9(x^2+1/x^2)-27(x+1/x)+8=0
Answers
given equation is 9(x^2 + 1/x^2) - 27(x + 1/x) + 8 = 0
let x + 1/x = t
9(t^2 - 2) - 27t + 8 = 0
9t^2 - 27t - 10 =0
(3t - 10)(3t + 1) = 0
t = 10/3 , -1/3
t = 10/3
x + 1/x = 10/3
3x^2 - 10x + 3 = 0
(3x - 1)(x - 3) = 0
x = 3 , 1/3
t = -1/3
x + 1/x = -1/3
3x^2 + x + 3 = 0.............................(1)
D = b^2 - 4ac
= 1 - 36
= -35 (negative)
equation (1) is always positive ,hence no root
root of the given equation is x = 3, 1/3
Answer:
x= 3 and ⅓
The equation will be : 3x² + x + 3.
Step-by-step explanation:
9(x² + 1/x²) - 27(x + 1/x) + 8 = 0
let x + 1/x = t
then,
9(t² - 2) - 27t + 8 = 0
9t² - 27t - 10 =0
(3t - 10)(3t + 1) = 0
t = 10/3 , -1/3
3x²-10x+3= 0
(3x-1)(x-3) = 0
x= 3 , ⅓
x+1/x= -1/3
The equation will be : 3x² + x + 3.
Roots will be :
b²-4ac
= 1 -36
= -35
x= 3 and ⅓
- Case I: b² – 4ac > zero
When a, b, and c are actual numbers, a ≠ zero and the discriminant is high quality, then the roots α and β of the quadratic equation ax² +bx+ c = zero are actual and unequal.
- Case II: b²– 4ac = zero
When a, b, and c are actual numbers, a ≠ zero and the discriminant is zero, then the roots α and β of the quadratic equation ax²+ bx + c = zero are actual and equal.

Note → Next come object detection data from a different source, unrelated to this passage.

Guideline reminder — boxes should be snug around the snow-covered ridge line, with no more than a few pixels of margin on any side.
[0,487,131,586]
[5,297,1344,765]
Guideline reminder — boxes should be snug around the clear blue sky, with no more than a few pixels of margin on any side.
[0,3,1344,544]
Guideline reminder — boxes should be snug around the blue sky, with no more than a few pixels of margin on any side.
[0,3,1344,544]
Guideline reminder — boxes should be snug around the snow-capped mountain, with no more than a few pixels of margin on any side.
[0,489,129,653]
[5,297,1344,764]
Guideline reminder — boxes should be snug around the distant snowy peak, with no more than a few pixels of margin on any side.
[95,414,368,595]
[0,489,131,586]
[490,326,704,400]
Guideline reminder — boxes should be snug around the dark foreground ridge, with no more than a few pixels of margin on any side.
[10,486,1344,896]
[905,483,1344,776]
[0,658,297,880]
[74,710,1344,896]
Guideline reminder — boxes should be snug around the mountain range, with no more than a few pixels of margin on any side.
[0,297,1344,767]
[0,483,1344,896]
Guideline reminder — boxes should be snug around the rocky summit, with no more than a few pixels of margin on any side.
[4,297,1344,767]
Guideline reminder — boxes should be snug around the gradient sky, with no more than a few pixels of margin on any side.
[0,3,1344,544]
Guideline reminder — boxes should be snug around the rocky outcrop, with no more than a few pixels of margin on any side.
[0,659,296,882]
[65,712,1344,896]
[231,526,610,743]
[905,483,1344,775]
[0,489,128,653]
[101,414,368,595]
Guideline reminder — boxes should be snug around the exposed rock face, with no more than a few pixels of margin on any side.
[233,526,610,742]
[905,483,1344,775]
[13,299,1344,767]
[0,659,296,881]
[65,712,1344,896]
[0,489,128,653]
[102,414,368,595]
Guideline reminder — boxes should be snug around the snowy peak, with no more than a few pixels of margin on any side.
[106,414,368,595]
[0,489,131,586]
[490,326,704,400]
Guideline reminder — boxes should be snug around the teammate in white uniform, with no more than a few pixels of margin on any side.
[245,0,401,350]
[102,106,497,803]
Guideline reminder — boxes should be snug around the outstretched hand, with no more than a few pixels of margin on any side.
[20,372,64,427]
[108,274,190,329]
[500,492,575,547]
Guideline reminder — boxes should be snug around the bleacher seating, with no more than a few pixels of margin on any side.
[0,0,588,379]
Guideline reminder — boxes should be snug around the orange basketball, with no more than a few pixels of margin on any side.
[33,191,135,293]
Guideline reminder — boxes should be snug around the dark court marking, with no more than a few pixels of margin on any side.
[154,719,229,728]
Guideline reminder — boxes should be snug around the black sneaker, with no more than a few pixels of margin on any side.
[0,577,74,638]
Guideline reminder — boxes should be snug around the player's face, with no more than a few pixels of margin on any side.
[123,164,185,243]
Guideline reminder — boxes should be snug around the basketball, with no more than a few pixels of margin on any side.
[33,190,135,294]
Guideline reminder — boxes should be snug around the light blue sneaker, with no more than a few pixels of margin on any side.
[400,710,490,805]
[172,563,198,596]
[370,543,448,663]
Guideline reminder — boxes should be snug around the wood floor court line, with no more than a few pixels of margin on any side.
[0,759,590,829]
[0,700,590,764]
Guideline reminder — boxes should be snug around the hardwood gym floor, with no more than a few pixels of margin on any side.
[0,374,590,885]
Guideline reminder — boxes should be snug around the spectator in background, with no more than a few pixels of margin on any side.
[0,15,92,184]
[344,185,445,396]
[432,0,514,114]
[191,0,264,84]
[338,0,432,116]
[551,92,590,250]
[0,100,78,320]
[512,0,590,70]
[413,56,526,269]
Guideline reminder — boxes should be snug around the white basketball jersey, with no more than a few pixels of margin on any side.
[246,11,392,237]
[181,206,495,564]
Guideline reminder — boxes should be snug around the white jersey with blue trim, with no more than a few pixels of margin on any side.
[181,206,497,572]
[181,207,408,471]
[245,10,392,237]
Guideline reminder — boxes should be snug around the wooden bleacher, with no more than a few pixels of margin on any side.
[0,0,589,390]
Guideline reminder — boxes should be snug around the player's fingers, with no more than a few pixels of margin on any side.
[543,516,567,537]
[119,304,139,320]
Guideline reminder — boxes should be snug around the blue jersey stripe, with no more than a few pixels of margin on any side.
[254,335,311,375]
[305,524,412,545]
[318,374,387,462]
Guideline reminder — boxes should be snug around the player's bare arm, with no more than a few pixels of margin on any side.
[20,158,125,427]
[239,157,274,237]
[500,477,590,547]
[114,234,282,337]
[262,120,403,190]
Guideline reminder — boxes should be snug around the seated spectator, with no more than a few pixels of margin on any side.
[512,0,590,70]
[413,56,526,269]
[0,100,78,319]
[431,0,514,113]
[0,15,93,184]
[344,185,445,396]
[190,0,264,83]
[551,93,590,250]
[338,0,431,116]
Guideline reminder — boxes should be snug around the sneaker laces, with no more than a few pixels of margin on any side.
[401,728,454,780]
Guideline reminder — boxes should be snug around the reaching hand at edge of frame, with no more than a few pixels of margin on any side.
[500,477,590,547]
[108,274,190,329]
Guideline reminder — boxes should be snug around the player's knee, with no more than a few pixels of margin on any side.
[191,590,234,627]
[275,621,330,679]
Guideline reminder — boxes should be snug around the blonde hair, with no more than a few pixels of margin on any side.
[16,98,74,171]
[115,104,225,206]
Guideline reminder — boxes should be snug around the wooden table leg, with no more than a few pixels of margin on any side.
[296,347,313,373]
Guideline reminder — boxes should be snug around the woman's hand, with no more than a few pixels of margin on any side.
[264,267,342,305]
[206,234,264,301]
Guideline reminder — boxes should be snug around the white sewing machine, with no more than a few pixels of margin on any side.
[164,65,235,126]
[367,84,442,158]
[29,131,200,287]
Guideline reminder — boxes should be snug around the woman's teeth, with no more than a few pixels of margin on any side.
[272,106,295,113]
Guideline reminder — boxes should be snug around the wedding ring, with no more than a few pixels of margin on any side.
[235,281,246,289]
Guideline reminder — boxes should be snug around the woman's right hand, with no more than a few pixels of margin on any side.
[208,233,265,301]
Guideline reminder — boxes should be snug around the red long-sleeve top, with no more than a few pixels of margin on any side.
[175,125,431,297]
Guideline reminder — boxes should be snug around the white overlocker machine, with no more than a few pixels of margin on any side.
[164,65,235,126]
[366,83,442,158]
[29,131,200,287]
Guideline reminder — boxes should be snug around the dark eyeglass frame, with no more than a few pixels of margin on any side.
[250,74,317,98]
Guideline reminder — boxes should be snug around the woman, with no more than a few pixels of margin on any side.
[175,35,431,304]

- Case III: b²– 4ac < zero and ideal square
When a, b, and c are actual numbers, a ≠ zero and the discriminant is high quality and ideal square, then the roots α and β of the quadratic equation ax² + bx + c = zero are actual, rational and unequal.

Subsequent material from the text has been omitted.